Sur X, la Fondation Brigitte Bardot a partagé une photographie du vieil homme, accompagnée d’un message rappelant le cadre de cette soirée particulière : "la séance s’est déroulée en présence de Bernard d’Ormale, de Ghyslaine Calmels-Bock, Directeur Général de la Fondation Brigitte Bardot, de Maître François-Xavier Kelidjian et de Lionel Luca, maire de Villeneuve-Loubet". Le documentaire, réalisé par Alain Berliner et Elora Thevenet, retrace "la vie publique, cinématographique et le combat d’une femme de conviction pour la cause animale".
À l’écran, Brigitte Bardot s’y livre sans détour. Toujours selon la publication X de la Fondation, elle y confie : "Je me fous qu’on se souvienne de moi, mais plutôt qu’on se souvienne de ce que je fais pour les animaux", ou encore "la gloire, c’est formidable et invivable". Des mots qui résonnent avec force, alors que celle qui affirmait avoir été "prisonnière d’elle-même" s’est éteinte le 28 décembre 2025, laissant "un grand vide".

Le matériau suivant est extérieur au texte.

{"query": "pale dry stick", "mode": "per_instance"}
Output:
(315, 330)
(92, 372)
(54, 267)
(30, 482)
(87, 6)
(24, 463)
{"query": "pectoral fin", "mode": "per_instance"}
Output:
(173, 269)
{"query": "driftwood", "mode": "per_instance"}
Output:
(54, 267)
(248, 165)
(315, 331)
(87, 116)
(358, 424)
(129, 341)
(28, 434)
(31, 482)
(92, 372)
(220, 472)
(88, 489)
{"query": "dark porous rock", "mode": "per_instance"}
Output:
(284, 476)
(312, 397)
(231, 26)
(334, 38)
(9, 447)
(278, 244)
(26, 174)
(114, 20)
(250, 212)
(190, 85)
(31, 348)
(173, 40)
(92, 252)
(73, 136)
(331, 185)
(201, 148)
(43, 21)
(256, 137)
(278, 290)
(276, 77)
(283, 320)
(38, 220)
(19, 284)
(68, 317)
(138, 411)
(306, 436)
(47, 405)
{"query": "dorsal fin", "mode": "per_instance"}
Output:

Cette apparition publique contraste avec l’image bouleversante laissée par Bernard d’Ormale lors des funérailles de son épouse, le 7 janvier dernier à Saint-Tropez. Ce jour-là, l’homme apparaissait effondré, peinant à contenir ses larmes en entrant dans l’église Notre-Dame de l’Assomption pour un dernier adieu à celle qu’il avait accompagnée "jusqu’au bout".
À Villeneuve-Loubet, loin de l’agitation médiatique, la projection s’est prolongée par un échange avec le public. Un moment de recueillement et de mémoire, où Bernard d’Ormale, fidèle à la discrétion qu’il revendique, a incarné une continuité : celle de l’héritage de Brigitte Bardot et de son combat acharné pour "ceux qui n’ont pas de voix".